I remembered a transgender woman walking down my grandparents' street as a kid. My pap was saying transphobic things that I don't want to repeat. But I didn't agree with them. I remember the excitement at the idea of changing your gender. And that same feeling would arise when my parents made transphobic jokes.


And I remembered every moment where I connected and felt safe in femininity. I remembered looking down the concave curve of my waist on my skinny boy's body in the privacy of the bathroom and thinking I would look amazing if I presented female before brushing the thoughts off. I remembered experimenting with makeup as a teenager and how badly I wanted to learn to use it to doll myself up. I remembered using the "scene kid" era of the mid-2000s to wear girl's pants and feel like myself in them. And I remembered every female character that I saw myself in in every piece of media I had ever consumed.


And it still took me a couple more months to finally accept who I was and schedule myself for gender-affirming care. But I did, and, after months of weekly estrogen injections and follow-up appointments, I have never felt more indescribably free. I am soaring.


But the world is dark and terrifying right now. Especially for people like me, and I am still fortunate in some aspects in light of who is currently being targeted by mad men and their sycophants now proven to be everything they have ever accused us of. So I returned to poetry to express those fears and hopes and feelings of rage.


Candace Nola of Uncomfortably Dark Horror, who had previously published my last two books under my dead name, was sweet enough to re-release In All the Ways, a Drowning as authored by Rei Alyssa Murray. And I am considering that to be the final crack in my egg. The symbol of my new beginning as who I truly am, regardless of who likes it or not (because it only matters that I like it anyway).
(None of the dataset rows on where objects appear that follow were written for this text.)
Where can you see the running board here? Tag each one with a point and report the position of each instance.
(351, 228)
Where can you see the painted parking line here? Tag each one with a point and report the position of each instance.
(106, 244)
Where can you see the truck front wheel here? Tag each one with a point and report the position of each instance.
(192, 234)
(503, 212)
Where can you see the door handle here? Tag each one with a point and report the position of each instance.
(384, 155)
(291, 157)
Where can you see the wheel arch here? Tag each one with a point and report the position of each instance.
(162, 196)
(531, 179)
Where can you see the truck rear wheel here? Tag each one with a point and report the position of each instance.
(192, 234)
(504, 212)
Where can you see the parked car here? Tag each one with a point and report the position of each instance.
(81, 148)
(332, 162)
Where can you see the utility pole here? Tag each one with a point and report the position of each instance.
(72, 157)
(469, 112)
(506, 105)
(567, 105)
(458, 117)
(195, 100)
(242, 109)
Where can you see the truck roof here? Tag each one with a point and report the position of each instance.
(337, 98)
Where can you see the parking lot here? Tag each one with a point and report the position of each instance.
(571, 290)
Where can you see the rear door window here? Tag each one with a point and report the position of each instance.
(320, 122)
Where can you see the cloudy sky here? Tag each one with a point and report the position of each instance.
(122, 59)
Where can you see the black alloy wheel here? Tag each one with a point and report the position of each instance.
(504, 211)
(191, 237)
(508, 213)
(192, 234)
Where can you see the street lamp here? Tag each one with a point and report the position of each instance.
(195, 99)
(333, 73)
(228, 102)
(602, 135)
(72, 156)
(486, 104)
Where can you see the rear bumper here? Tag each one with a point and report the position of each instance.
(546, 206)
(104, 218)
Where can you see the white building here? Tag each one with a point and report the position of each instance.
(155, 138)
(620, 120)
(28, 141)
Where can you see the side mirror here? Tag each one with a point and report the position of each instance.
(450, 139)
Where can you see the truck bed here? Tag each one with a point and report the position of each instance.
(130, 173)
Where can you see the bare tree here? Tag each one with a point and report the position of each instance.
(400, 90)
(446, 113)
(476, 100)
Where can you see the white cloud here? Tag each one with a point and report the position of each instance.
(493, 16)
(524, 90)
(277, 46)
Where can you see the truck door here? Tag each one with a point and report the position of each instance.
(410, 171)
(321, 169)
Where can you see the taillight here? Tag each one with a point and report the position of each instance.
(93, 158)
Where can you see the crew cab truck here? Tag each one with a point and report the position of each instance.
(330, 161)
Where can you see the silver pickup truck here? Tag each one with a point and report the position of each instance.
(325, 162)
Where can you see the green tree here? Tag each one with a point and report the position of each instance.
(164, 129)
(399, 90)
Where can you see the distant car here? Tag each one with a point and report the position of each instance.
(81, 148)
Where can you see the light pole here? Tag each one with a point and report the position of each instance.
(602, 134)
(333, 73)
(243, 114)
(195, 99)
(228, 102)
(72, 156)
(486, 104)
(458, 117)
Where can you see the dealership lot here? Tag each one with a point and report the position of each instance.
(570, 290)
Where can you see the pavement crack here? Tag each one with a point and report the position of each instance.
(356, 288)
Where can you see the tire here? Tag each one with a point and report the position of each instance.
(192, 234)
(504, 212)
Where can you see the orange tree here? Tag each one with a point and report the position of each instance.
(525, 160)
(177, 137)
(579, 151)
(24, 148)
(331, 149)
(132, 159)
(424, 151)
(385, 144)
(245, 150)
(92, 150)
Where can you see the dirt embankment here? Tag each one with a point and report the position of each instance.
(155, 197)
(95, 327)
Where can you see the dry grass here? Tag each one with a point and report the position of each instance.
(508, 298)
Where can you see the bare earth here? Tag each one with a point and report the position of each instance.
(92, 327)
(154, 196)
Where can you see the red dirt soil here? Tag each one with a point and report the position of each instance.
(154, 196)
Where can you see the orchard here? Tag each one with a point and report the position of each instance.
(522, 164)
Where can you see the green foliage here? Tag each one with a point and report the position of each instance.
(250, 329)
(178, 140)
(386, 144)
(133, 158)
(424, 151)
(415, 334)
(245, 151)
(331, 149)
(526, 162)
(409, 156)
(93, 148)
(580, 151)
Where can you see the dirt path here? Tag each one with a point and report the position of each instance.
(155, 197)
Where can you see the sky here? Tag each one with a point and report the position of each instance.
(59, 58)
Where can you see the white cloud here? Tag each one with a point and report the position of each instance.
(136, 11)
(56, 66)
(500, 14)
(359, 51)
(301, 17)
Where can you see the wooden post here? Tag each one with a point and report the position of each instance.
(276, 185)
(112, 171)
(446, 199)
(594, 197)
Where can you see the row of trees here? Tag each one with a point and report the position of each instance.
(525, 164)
She offered to also re-release Where the Dead Don't Die, an anthology of stories that are ultimately about the horrors of abuse, which was understandably misunderstood by many of its initial readers. But I'm not sure if I'll resurrect that one, even as the Author's Preferred Text with clarifying notes as she suggested.


I just obviously was not able to convey what I wanted to truly convey through those pieces. And if I ever decide to write narrative fiction again, I will likely just write all new material.


Thank you to everyone still standing at my side after these many changes. There are many more of you than there are those that left. And I love you and look forward to bringing you back into my thoughts and leaving you to interpret them and apply them to your own experiences as you wish.